Furthermore, if you are running something via mpirun -np 4 ./ssages input.json, the atoms are going to be split among the various jobs, so masses[196] might be meaningless, depending on how many atoms each job is in charge of. For instance, masses[GetLocalIndex(196)] could be any number less than 196, depending on how all of the atoms are split up.

AMPsUSC commented 3 years ago

Thank you for the answer... I think I do not understand exactly what you mean... If I need to do calculations involving the individual masses of the atoms and the total mass of a group in the Evaluation function of my CV, which numbering should I use in the json file? in my function the right numbering for the individual masses do not supply the right total mass (obtained using the TotalMass function). In the lines I copied in my previous post the result of GetMasses and TotalMass do not seem to be compatible with each other...

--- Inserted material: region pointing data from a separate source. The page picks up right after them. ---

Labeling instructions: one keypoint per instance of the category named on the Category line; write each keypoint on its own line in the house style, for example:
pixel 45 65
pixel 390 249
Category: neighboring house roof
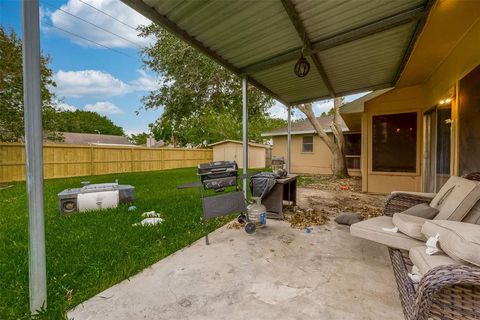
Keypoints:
pixel 251 144
pixel 304 127
pixel 351 112
pixel 93 138
pixel 358 105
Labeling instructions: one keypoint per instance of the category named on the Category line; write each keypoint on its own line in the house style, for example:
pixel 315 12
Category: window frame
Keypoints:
pixel 312 143
pixel 417 143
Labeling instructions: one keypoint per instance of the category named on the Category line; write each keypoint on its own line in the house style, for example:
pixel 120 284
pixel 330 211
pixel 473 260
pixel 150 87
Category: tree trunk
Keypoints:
pixel 336 145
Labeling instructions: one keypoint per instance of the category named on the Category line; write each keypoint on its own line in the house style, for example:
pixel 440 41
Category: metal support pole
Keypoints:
pixel 289 139
pixel 34 154
pixel 245 132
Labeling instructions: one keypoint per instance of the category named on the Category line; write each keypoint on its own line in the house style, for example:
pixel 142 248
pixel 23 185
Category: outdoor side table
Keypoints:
pixel 284 190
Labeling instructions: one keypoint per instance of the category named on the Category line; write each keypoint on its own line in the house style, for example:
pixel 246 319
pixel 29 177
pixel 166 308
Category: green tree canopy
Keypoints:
pixel 138 139
pixel 202 101
pixel 330 112
pixel 11 91
pixel 86 122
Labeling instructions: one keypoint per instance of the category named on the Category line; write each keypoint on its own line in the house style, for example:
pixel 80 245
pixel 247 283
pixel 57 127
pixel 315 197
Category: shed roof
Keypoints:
pixel 304 127
pixel 352 46
pixel 93 138
pixel 250 144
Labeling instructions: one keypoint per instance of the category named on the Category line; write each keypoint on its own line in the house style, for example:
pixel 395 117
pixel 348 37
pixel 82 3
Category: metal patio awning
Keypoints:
pixel 352 46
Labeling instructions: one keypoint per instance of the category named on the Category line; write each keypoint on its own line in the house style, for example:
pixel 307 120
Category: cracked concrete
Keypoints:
pixel 278 273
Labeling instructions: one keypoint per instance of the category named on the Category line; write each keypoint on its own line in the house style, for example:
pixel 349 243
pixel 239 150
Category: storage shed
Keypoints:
pixel 259 155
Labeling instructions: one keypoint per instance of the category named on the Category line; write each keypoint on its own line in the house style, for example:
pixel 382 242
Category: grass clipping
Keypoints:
pixel 301 219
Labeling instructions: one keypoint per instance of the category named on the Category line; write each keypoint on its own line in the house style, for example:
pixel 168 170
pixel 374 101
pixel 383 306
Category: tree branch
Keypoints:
pixel 307 110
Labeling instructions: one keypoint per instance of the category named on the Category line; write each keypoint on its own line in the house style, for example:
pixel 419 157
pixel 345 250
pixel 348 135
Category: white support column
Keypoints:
pixel 33 151
pixel 245 132
pixel 289 139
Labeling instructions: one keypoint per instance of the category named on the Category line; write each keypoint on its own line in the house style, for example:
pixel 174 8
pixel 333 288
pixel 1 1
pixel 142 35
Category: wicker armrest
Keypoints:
pixel 449 292
pixel 398 202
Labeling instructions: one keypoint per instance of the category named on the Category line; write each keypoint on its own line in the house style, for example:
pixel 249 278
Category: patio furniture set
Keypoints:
pixel 433 283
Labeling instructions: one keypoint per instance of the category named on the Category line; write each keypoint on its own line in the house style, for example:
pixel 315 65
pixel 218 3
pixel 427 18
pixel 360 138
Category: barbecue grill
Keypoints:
pixel 221 177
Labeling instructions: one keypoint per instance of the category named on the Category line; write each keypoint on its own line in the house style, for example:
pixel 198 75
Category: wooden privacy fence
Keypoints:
pixel 60 161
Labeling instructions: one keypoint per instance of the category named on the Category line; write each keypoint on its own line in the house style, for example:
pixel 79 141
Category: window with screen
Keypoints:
pixel 353 150
pixel 394 145
pixel 307 144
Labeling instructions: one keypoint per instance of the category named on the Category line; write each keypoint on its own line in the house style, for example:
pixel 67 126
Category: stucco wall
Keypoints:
pixel 317 162
pixel 444 82
pixel 441 84
pixel 234 151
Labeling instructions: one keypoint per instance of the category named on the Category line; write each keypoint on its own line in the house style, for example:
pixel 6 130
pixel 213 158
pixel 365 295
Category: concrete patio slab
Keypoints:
pixel 278 273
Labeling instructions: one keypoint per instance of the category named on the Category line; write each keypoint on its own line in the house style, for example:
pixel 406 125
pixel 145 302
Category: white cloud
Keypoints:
pixel 99 84
pixel 104 108
pixel 65 107
pixel 128 35
pixel 92 83
pixel 145 82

mquevill commented 3 years ago

In .gro files, the index starts at 1. When you define "atom_ids": [196, 198], these should be the same atom numbers as in your .gro file. When you access these elements within SSAGES, they may have different internal indices, depending on your run conditions (e.g. -np in MPI). (If you were referencing them from within GROMACS, they also might have different indices!)

In your original post, you are accessing raw elements within the vectors of masses, which is not the best way to extract the masses. Instead of accessing a specific index, you should use GetLocalIndex(196) to get the index within SSAGES. The point of this is so that the developer (and user) will not have to figure out how the atoms were split up by MPI.

For example, if you call SSAGES with mpirun -np 2 ./ssages input.json with 200 atoms, GROMACS and MPI will probably split them into ~100 atoms each. But the numbering may or may not be contiguous. If they are split down the middle, GetLocalIndex(196) might be 95, but if they are split even/odd, it could have an index of 97. This is not always predictable, which is why we have the getter function to find it wherever it might be.

AMPsUSC commented 3 years ago

OK, thank you very much for the answer. Then I am not doing it correctly... I will check my code.